I’ll admit it—my refrigerator is a disaster. And not just because it randomly decides to freeze everything on our top and bottom shelves, even when room temperature hasn’t changed and we haven’t so much as breathed on the internal temperature control dial.

The other day, I looked inside and said (rather loudly), “What is going ON in here?” One thing that was going on is way too many condiments. And I think they are literally starting to reproduce—or maybe that second jar of pickles is because the fridge was too crowded to see the first jar.

The perils of kitchen chaos

Just as a disorganized, cluttered kitchen can discourage you from cooking, so can a disorganized, crowded fridge (duh). So do as I say, not as I’m currently doing in my rental apartment top-freezer fridge. (I dearly miss having a bottom freezer, French door fridge…but I will again, once my house is built.) There are good reasons to be more of a minimalist in the refrigerator-stocking department, namely:

  • You forget about perfectly good leftovers until they are no longer good (read: they’ve become science experiments). Oddly, we have managed to mostly avoid this pitfall, although I said a tearful goodbye to some formerly lovely collard greens yesterday.
  • If you have to move 14 things out of the way to get to the veggies and hummus, you’re likely to say, “forget about it” and just reach into the pantry for the box of crackers when you need a snack.
Photo of a refrigerator shelf with two glass bottles of milk.
Where to start with refrigerator organization

I’ve read advice to leave a half-inch space between fridge items and to not stack anything, but I think that’s unrealistic for anyone who cooks at home most days of the week. I think the only time my fridge (even when I’ve had a larger fridge) has looked like that is in the last few days before a vacation, when we’re trying to use up our perishables. It is a lovely feeling, though, to look into your fridge and see space and surfaces, perhaps the next best thing to a spa day. (OK, perhaps not.)

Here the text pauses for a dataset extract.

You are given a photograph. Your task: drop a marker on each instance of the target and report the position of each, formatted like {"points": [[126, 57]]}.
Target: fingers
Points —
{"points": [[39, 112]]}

What is important is being able to actually see what’s in your fridge, so one tip that I absolutely stand by is keeping a supply of stackable storage containers with secure lids. For me, that means:

  • Assorted glass containers with plastic clamp-on lids (I buy mine at Costco when there’s a coupon for them
  • Food-safe plastic containers from Cash & Carry or Costco business centers (if you live in Seattle, the Tukwila Costco also has them, because they carry a good amount of restaurant paraphernalia). These containers come in sizes from fridge-worthy to large enough to store one of those extra-large bags of dried beans (also from Costco). And they have cup measurements on the sides, which comes in handy at times.
You are what you eat, and you eat what you see

What I am somewhat militant about is not reusing old yogurt tubs and other opaque containers. We did this for years, and a lot of food went to waste because of it. I only use those containers (with lids off) for things like defrosting meat or poultry in the fridge (to avoid blood leaking all over). The advantages of seeing what you have?

  • You’re more likely to cook.
  • You’ll cut down on food waste.
  • You’ll avoid buying more of what you already have
If you build it, you will eat it (hopefully)

Part of seeing what you have includes clearly seeing the foods you are trying to prioritize in your diet. That’s why it’s super helpful to store pre-prepped veggies and proteins up front where they all but sit up and say “Hi!” every time you open the fridge. This includes washed and ready-to-eat greens, chopped veggies for salads and quick sautéing, sliced veggies for snacking, leftover cooked grains and beans, hardboiled eggs, rotisserie chicken.

Of course, to be able to have those things up front, you need to do the advance prep. This could mean shopping on the weekend then doing some prep (washing, chopping, batch cooking) to get you through most of the week. Or, it could mean planning meals that create leftovers so you minimize how many nights you have to do full-on cooking. Think about what makes sense for you, if what you are doing now isn’t already working for you.

Oh yeah…and watch out for condiment creep. I tell ya, that ketchup and curry paste and soy sauce and jam and mustard will pile up before you know it if you aren’t careful!